Many readers know that I teach English at Las Positas College, and from time to time I share stories of my students. Today’s column is one of those stories, told through edited excerpts from a powerful and disturbing essay written by a 24-year-old veteran who returned from Iraq in April 2010.
While some veterans are hesitant to write about their experiences, this young man, two years after coming home, was willing to write his story and allow me to share it in this newspaper. He asked me not to use his name:
“Operation Dog Wood was a three day operation to search the desert for weapon caches hidden in or around manmade wells," he writes. "The mission began like any other. We patrolled the villages like we always did. On the second morning things changed. We came across a large well half-filled with water. In the water were three bodies floating and bloated as if they had been there for a while. I was ordered to jump in and retrieve the bodies.

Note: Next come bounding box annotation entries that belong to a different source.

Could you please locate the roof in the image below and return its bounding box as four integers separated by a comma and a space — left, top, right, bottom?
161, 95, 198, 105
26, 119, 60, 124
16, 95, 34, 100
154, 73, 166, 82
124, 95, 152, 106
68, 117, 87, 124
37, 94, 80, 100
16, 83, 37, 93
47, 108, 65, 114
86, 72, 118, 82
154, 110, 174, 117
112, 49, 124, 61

.“As I got near the first body, I saw that it was a little girl around the age of eight. She had long flowing brown hair that waved at me with every step I took. When I grabbed her arm, her skin tore off the bone like tender meat. The other two bodies looked to be her parents; all three were shot in the back of the head, execution style.

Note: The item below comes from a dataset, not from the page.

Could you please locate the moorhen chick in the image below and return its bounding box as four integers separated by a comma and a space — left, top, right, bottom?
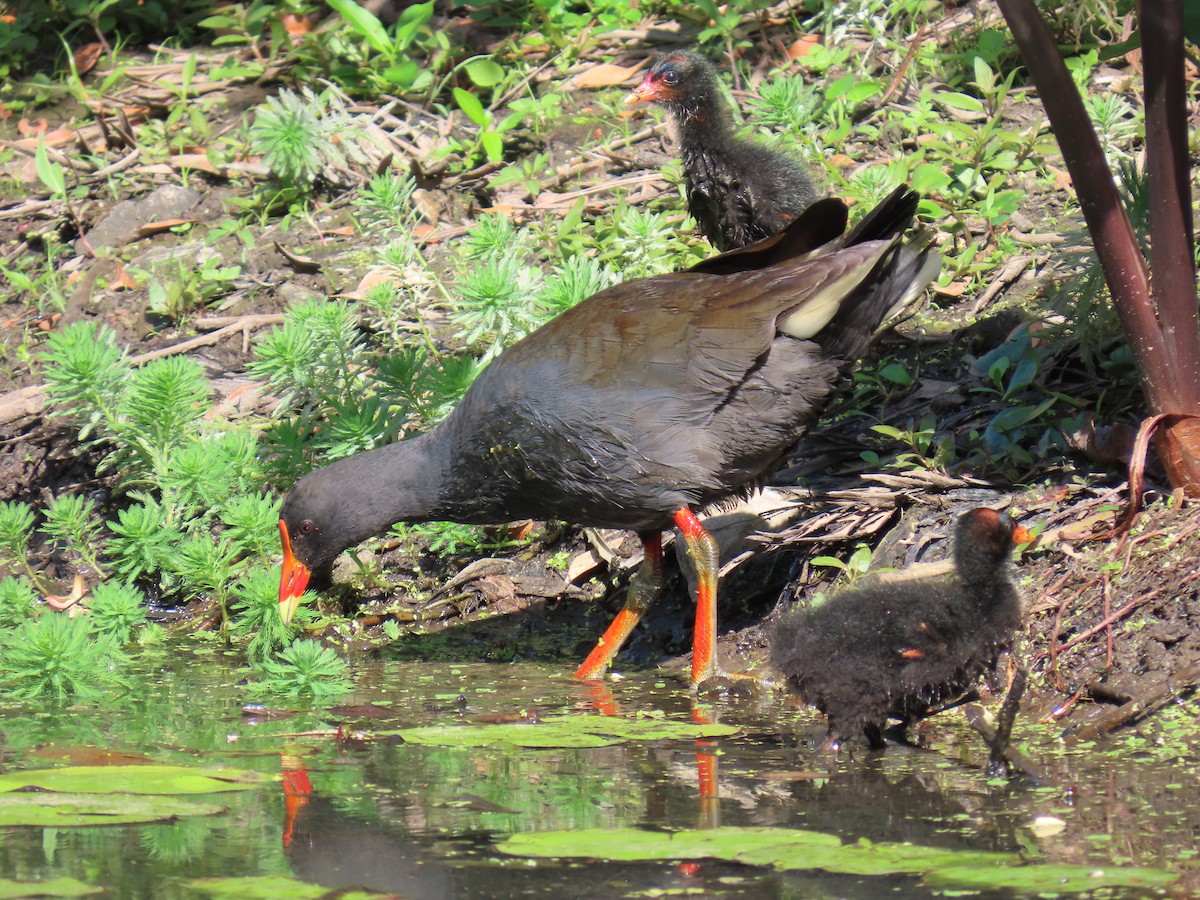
769, 508, 1032, 749
280, 188, 940, 682
625, 50, 817, 251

“The next afternoon was a long ride to the base. All I could think about was the little girl and her parents, how their skin melted in my hands as I fished them out of the pungent, rancid water.
“The next thing I knew I was blinded by an intense light that seemed to be radiating from all around us, instantly followed by a deafening blast that hurt every fiber of my being. My body was bathed in an intense fire that lasted seconds. My nose was filled with dust and the scent of burning rubber. As my truck was lifted in the air, my body was thrown around like a doll in a dryer. The initial blast lasted seconds but felt like a lifetime.
“Before the dust could settle, explosions began to erupt all around my vehicle; I had to get out of the truck. My truck was flipped on its side with the driver door to the ground. I had to use every ounce of my strength to push the three hundred pound door open to get out. When my head lifted above the open door, I could see rockets flying in every direction. The nearby trucks had their machine guns sending walls of lead in every direction. I could not believe my eyes; we were under heavy attack. I spotted my gunner fifteen feet away either dead or unconscious. As I left my truck and ran to drag him to cover, I was hit by bullets in the vest three times, bruising a rib and cracking three more. Once I got my gunner to safety, I returned fire, engaging every target in front of me. It seemed like the fighting lasted for hours, but it only lasted for a few minutes.”
The veteran then writes that “I have been told I have developed post traumatic stress disorder.” He is often jumpy, fears sudden noises, and finds it difficult to trust others.
Fortunately, this young man, who is married and has a three-year-old son, attends a college that cares about him. He concludes his essay by writing, “This event and others like it have altered my life and have made me into the man I am today. For better or worse, I am changed.”